I hope these servers only handle ACME operations/traffic and otherwise sufficiently firewalled away from the public internet.
My concern isn't about your choice of server, but the deployment strategy. I'm reading what you shared as 20 different opportunities for malicious actors to compromise a single account key.
Most large integrations I know of have either developed a custom client, or do aggressive traffic shaping/routing to securely leverage existing clients.
Every now and then someone shares an anti-pattern in large-scale deployments here.
Registering multiple accounts, all of which represent the same entity, so that you can get higher issuance rates than would be allowed for a single account, is definitely "working around" rate limits.

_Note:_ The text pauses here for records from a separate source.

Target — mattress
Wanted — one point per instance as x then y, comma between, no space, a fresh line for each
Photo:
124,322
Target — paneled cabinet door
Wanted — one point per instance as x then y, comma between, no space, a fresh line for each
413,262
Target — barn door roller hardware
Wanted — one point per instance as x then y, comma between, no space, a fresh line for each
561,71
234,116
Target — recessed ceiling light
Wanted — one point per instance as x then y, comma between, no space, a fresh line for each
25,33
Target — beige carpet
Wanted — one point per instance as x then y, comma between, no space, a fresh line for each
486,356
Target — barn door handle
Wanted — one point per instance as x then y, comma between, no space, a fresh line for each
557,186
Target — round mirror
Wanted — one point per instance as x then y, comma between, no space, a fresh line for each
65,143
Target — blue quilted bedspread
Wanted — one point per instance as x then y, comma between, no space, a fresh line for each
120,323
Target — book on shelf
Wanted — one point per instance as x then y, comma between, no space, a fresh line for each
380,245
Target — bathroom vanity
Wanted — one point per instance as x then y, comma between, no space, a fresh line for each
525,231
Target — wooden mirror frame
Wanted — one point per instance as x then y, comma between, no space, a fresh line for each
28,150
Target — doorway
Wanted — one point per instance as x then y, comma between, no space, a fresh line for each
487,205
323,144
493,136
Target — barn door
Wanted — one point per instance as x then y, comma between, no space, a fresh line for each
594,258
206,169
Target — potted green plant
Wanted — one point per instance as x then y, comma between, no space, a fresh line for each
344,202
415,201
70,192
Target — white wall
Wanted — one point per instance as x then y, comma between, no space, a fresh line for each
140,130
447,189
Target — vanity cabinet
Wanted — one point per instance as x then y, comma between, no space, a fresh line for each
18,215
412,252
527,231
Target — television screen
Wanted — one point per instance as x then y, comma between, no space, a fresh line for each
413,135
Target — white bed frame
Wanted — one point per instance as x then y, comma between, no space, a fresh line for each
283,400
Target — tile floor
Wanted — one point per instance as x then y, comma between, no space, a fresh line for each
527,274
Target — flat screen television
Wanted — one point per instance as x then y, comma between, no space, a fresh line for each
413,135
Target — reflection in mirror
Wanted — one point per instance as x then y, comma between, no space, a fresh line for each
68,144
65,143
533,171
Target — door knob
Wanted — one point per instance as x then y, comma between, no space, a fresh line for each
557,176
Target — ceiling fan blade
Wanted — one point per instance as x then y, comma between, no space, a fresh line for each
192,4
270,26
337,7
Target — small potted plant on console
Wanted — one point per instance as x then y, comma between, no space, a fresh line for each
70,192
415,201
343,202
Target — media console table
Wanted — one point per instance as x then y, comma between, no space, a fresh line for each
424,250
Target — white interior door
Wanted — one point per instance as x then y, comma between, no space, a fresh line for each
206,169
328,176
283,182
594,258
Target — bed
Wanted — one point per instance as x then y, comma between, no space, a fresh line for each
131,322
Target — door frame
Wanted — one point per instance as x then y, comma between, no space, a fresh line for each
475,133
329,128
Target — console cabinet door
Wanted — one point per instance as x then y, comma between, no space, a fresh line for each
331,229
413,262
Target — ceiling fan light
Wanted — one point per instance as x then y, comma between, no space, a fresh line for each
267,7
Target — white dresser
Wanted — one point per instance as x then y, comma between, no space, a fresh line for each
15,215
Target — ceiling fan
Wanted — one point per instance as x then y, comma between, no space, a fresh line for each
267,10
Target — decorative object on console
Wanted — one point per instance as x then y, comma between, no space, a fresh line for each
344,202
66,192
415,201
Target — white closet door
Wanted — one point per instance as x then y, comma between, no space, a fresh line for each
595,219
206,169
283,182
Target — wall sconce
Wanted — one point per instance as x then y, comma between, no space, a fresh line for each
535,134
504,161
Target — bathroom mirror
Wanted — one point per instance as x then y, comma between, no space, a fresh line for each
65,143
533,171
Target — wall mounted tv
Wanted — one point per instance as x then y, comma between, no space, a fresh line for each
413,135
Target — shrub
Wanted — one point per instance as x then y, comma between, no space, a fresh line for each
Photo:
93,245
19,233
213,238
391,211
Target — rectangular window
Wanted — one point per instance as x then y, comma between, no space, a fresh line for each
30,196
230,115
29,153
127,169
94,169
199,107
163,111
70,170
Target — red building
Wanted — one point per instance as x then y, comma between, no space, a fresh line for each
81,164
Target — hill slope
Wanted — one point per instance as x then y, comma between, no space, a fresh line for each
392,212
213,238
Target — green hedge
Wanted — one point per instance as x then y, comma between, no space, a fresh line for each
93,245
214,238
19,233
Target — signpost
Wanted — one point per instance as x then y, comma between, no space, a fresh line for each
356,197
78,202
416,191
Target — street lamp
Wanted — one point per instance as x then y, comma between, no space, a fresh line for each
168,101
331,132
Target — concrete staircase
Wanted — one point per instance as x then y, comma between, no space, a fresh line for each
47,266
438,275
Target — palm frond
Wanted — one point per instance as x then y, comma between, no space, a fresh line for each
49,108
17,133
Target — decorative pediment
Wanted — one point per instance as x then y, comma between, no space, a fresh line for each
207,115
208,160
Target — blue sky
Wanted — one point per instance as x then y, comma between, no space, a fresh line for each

There may be circumstances where that's the right thing to do! We are aware of several large integrators who have and use multiple accounts. I'm not going to tell someone to never do that. But it's not "conforming to rate limits in a respectful manner", it's taking advantage of rate limit implementation details to get higher request volumes than would naively be allowed.
I can't presume to guess Let's Encrypt's position, but a strawman proposal that makes sense to me:
Start with "entity" is the legal entity (company/organization/individual) that owns the servers
If the organization is large enough that the above definition is impractical, the entity could potentially be as small as a single independently run product line or service
The major assumption I'm making is: even if you have more than one thing running on a (cluster of) server(s), the fact that the things share computing infrastructure implies they can share an ACME account too.
What are the circumstances then?
I suspect there are no known circumstances that are compelling enough to mention in a public setting.
Exceptions, of course, may exist, but as someone who has had to deal with similar asks, I'd suggest it is up to the site operator to make the case that multiple accounts are needed, and it is not Let's Encrypt's responsibility to help make the case for them.
I've personally ended up allowing things as one-offs that would kill our service if they were generally used, but I quickly learned to never mention them, because even mentioning the one-off sets an implied precedent, and encourages exactly this sort of probing follow-up question that has no safe answer.
In the end, do feel free to ignore this message though, as it is just the opinion of a passer-by.